Publicidade infantil e consumismo. O assunto preocupa pais, educadores e todos os que atuam pelo bom desenvolvimento infantil. Para falar sobre estes dois temas, a Fundação Maria Cecília Souto Vidigal entrevistou o professor, filósofo e autor de vários livros Mario Cortella. Confira:
Fundação Maria Cecília Souto Vidigal – A publicidade infantil está aí. Às vezes é explícita, às vezes dissimulada. Como os pais devem lidar com essa gama de informações que podem fomentar um perfil consumista nos seus filhos, futuros adultos?
Mario Sergio Cortella – Durante a vida o indivíduo recebe diversos estímulos negativos. A publicidade infantil é mais um estímulo e caberá aos pais preparar seus filhos para que tenham clareza do que ela significa. Para isso, os adultos precisam usar a sua capacidade crítica para discernir o que pode ser aceito e o que faz mal à criança. Retirá-la do contato com a publicidade não favorecerá o preparo necessário para a criança lidar com esse e outros estímulos inerentes ao dia a dia.

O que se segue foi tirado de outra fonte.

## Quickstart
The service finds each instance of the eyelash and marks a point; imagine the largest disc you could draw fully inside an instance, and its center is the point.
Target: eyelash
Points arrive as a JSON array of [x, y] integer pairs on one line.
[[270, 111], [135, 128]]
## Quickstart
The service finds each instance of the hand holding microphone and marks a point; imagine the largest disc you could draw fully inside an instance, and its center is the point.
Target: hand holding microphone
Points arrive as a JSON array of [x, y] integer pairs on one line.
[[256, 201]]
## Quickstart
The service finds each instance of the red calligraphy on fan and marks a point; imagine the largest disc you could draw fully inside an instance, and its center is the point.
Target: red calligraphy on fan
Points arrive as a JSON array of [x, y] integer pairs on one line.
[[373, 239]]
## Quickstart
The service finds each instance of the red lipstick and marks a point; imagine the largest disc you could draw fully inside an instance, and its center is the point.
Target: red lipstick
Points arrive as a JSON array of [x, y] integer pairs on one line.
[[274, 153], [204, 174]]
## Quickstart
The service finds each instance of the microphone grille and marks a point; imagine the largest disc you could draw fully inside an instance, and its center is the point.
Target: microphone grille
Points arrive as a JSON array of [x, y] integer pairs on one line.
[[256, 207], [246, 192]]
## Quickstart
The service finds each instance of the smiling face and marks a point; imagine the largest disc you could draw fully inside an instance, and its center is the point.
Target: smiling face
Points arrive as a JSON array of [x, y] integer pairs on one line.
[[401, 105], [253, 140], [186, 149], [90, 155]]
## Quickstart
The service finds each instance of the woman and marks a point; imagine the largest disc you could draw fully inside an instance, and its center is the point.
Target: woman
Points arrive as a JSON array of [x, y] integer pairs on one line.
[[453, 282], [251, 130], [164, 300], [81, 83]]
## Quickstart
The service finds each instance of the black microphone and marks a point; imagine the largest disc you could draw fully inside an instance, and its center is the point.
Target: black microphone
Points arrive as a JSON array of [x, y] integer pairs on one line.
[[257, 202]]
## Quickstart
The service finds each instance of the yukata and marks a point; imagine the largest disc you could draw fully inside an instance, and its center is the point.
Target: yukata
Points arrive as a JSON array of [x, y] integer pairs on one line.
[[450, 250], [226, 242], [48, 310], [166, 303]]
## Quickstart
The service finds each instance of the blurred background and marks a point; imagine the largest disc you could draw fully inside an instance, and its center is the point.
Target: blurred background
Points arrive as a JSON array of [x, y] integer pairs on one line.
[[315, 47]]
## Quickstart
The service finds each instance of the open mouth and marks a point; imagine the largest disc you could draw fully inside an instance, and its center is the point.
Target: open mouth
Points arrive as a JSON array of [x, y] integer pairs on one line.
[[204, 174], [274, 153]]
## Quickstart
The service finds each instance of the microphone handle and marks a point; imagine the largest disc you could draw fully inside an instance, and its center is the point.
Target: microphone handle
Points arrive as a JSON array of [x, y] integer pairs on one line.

Não ajudará a evitar a “consumolatria”, o desejo insaciável de comprar.
FMCSV – A criança quer porque quer um brinquedo inadequado ou que os pais não podem comprar. Qual a melhor forma de explicar essa situação a ela?
MSC – Não tem como explicar. Uma criança de quatro anos não consegue conectar causa e efeito. Por isso, nessa fase, só há uma alternativa: dizer não. Ou seja, a negação àquilo que é impróprio. Esse é o amor verdadeiro. É o que coloca o “não” no momento em que ele é necessário. Se a mãe diz que está sem dinheiro, a criança sabe que é mentira, porque vê os pais comprando outras coisas. Para crianças de cinco ou seis anos, pode-se fazer uma troca simbólica. Por exemplo: “Eu não pego do seu cofrinho o dinheiro pra comprar pão. Por isso, não vou usar o dinheiro do pão pra comprar o que você quer”.
FMCSV – Como você vê as leis e projetos que restringem a publicidade infantil?
MSC – Há uma boa parte delas que está pautada no bom senso. Vários publicitários adotaram a autorregulação. Temos o Conselho Nacional dos Diretos da Criança e do Adolescente (Conanda) como articulador. No entanto, isso ainda não basta. Precisamos de uma forte demanda social que faça pressão. Especificamente nesse caso, da criança e do adolescente, acho importante que haja uma regulamentação, mas não com viés de censura, porque nesses termos pode-se ampliar demais e perder o sentido. O ideal é que a construção dessa regulação aconteça por meio de parcerias que, pelo consenso, determinem os limites para as restrições e exposições.
FMCSV – Você acha que a obesidade e o desejo de consumo na infância são influenciados pela publicidade?
MSC – Acredito que estamos vivenciando o enfraquecimento da autoridade do adulto. Ambos os casos estão muito mais ligados a essa realidade do que à publicidade infantil em si. O fato de a criança se tornar obesa tem muito mais a ver com o mundo externo e a visão dos adultos. Nesse aspecto, minha preocupação com a publicidade é menor. Preocupo-me com esses pais e responsáveis pelas crianças. A obesidade é fruto de uma distorção social dos alimentos. Se a criança tem acesso ao que não é bom, ao que faz mal, é porque um adulto a colocou em contato com aquilo, facilitou o seu acesso. Também acho que a publicidade infantil não tem todo esse peso na “consumolatria”. A criança pode aprender a fazer seus brinquedos, a elaborar presentes para dar aos amigos, aos pais. Tudo isso precisa ser ensinado a ela. Não é só a publicidade, não é qualquer publicidade que causa esses desvios. O que precisamos é rever de que forma estamos nos formando, de que maneira formamos nossos filhos e netos.
* Mario Sergio Cortella é filósofo e escritor, com Mestrado e Doutorado em Educação, autor de várias obras como “A Escola e o Conhecimento” (Cortez), “Filosofia e Ensino Médio: certas razões, alguns senões, uma proposta” (Vozes), “Política: Para Não Ser Idiota”, com Renato Janine Ribeiro (Papirus), “Educação e Esperança: sete reflexões breves para recusar o biocídio” (PoliSaber), “Educação, Convivência e Ética” (Cortez).